2. Interface as in claim 1, further comprising a switch-hook detector for detecting an off-hook mode of the telephone set, and a dial-tone generator controlled by the switch-hook detector.
3. Interface as in claim 1, wherein the dialed-number detection unit comprises a tone-detection unit coupled with a digit-recognition unit coupled with a number register.
4. Interface as in claim 1, wherein the dialed-number detection unit comprises a pulse-counting/-detection unit coupled with a digit-recognition unit coupled with a number register.
5. Interface as in claim 1, further comprising an override unit coupled with the priority-assignment unit.
6. Interface as in claim 1, further comprising a relay controlled by a relay-control unit for coupling an analog telephone set with the digital network interface, wherein the relay-control unit is controlled by the priority-assignment unit.
7. Interface as in claim 1, further comprising a “Line Busy” message generator for generating an audio busy signal transmitted through the telephone set.
8. Interface as in claim 7, wherein the “Line Busy” message generator is controlled by the bandwidth allocation unit.
9. Interface as in claim 1, wherein the priority-assignment unit comprises a table in which phone numbers are stored and assigned to a respective priority level and a comparator unit for comparing the dialed number with the entries of the table.
10. Interface as in claim 9, wherein the table is programmable.
11. Interface as in claim 1, wherein the priority-assignment unit assigns a priority to a phone number based on a predefined part of the phone number.
12. Method for initiating a telephone call over a digital network wherein a bandwidth for each transmission over the digital network has to be allocated, comprising the steps of:
determining a dialed number;
assigning a priority to the dialed number; and
allocating a bandwidth based on the determined priority.

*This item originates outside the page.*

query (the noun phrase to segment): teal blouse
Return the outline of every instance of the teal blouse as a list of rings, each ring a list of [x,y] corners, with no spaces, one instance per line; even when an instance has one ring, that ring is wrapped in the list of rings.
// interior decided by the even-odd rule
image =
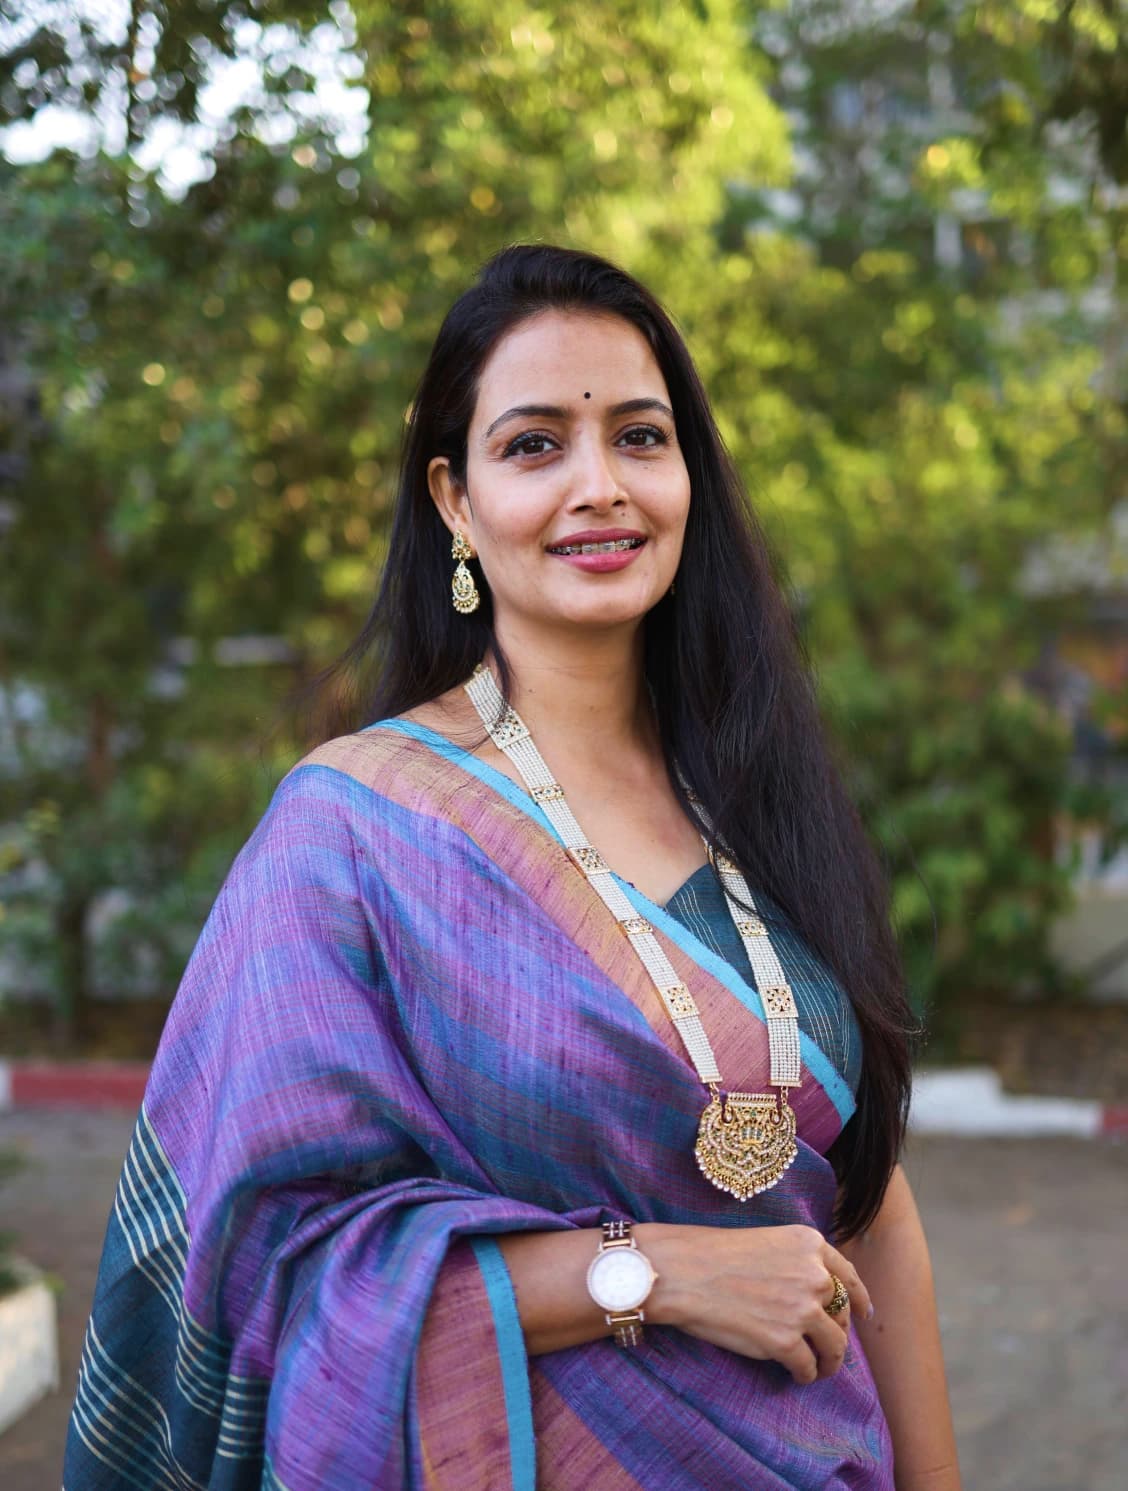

13. Method as in claim 12, wherein the step of allocating a bandwidth comprises the step of terminating a current transmission with a lower priority if not enough bandwidth is available.
14. Method as in claim 12, wherein the step of allocating a bandwidth comprises the step of limiting the bandwidth of a current transmission with a lower priority if not enough bandwidth is available to provide enough bandwidth for the requested telephone call.
15. Method as in claim 12, further comprising the step of detecting an off-hook mode of the telephone set, and generating a dial-tone for the user if an off-hook mode has been detected.
16. Method as in claim 12, further comprising step of providing an override mode for overriding an assigned priority of a requested telephone call.
17. Method as in claim 12, further comprising the step of generating a “Line Busy” message if not enough bandwidth can be allocated.
18. Method as in claim 12, wherein the priority is determined by comparing the determined telephone number with entries in a table in which phone numbers are stored and assigned to a respective priority level.
19. Method as in claim 18, further comprising the step of providing a mode during which the entries in the table can be programmed.
20. Method as in claim 12, wherein the priority is determined by comparing a part of the determined telephone number with a predefined number to determine a respective predefined priority level.
21. Method as in claim 12, wherein the priority is determined by comparing a part of the determined telephone number with a predefined range of numbers to determine a respective predefined priority level.